Today’s Card of the Day features left-handed pitcher Larry McWilliams, who pitched for the 1982-86 Pittsburgh Pirates. This is the first time that he’s featured in this series, so I had plenty of options. I chose this particular card simply because it’s a great pose. I scrolled through Ebay looking at scans and quickly settled on my choice as soon as I saw his 1984 Donruss card. I was originally going to go with a side shot so you could see his funky delivery that helped him strike out 199 batters during the 1983 season, but this card really caught my eye because of the camera angle. I think you’ll agree with my choice.
Here’s the front of the card:
There it is, and it doesn’t hurt that it’s from the 1984 Donruss set, which is considered the toughest full size set from the 1980s, one that picked up a lot of steam for a time because of the Don Mattingly rookie card, which once reached $100 in value because a back injury sidetracked a likely Hall of Fame career.
The camera angle for McWilliams is great, almost like you’re seeing exactly what the batter saw. Not shown here is the funky, strange angle leg kick in his delivery, right before he dropped down and delivered this pitch, with the ball leaving his hands a split second before the photographer got this shot. What I also like about this photo is that it shows (in my opinion) the best pants/jersey combo from the mix-and-match era. The black pants, gold top, capped off with the pillbox hat, really makes for the best uniforms in baseball history. Like I said, just my opinion, but I’m willing to bet that some people agree with me.
I have never been a huge fan of the 1984 Donruss design, but at least it showed some originality after a very plain 1981 design, followed by the 1982 and 1983 sets looking very similar to each other. In another opinion of mine, I think Donruss really had just one design that really hit during their first decade in the game. I’m a huge fan of the 1987 Donruss set.
Here’s the back of the card:
The back of 1984 Donruss cards all have the same set up. It shows up to five seasons of stats for every player, hitting all of the popular stat categories for card backs during that era. I like the contract status section on the backs, not something you find often on cards, and it’s actually tough to find sometimes now for players in the early years of free agency. It also tells you that the Pirates traded Pascual Perez to get McWilliams, in one of those rare trades that works out well for both teams.
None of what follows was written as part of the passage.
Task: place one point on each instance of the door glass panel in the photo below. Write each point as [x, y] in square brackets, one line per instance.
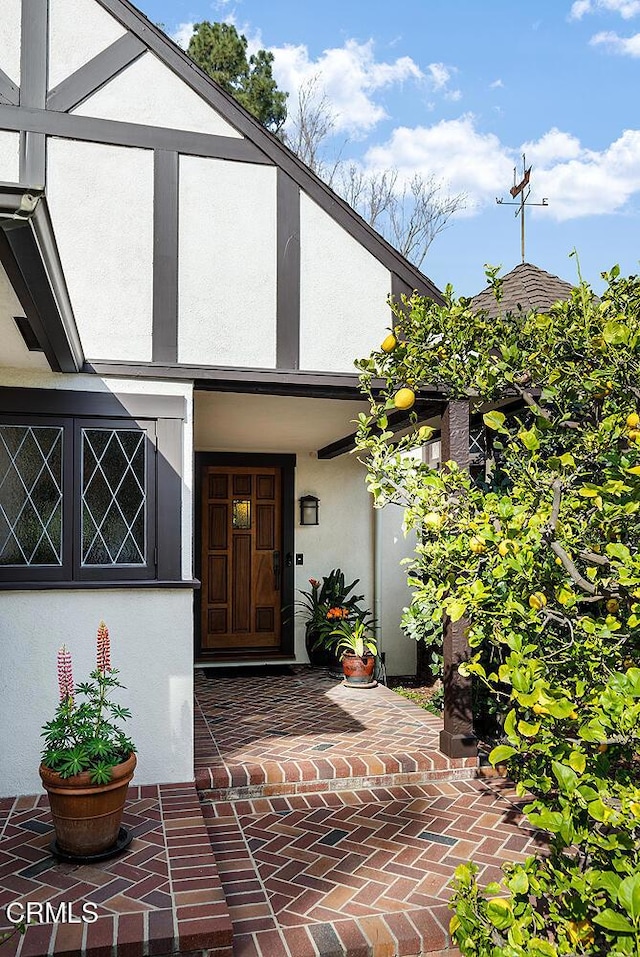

His career highlight was being the best pitcher on the 1983 Pirates. A quick check of Baseball-Reference shows that Rick Rhoden put up 4.7 WAR in 1983, John Candelaria had 4.5 WAR, and McWilliams had 3.8, just above Kent Tekulve. I don’t blame Donruss for that claim though, McWilliams clearly had a strong season. In fact, that entire starting staff had a strong year, with Rhoden/Candelaria/McWilliams joined by Lee Tunnell and Jose De Leon, no one had an ERA higher than 3.65 that year.
If you’re interested in this card, you’ll be happy to know that it can be easily found on that Ebay site for $2 delivered, with many options to choose from. Some of those options are hidden by people who list single cards in huge groups, so you see a scan of someone else, then you need to go to a dropdown section to see if certain players are actually still available. You can get good deals that way, but it’s very frustrating at times when it shows up and the player you searched isn’t there.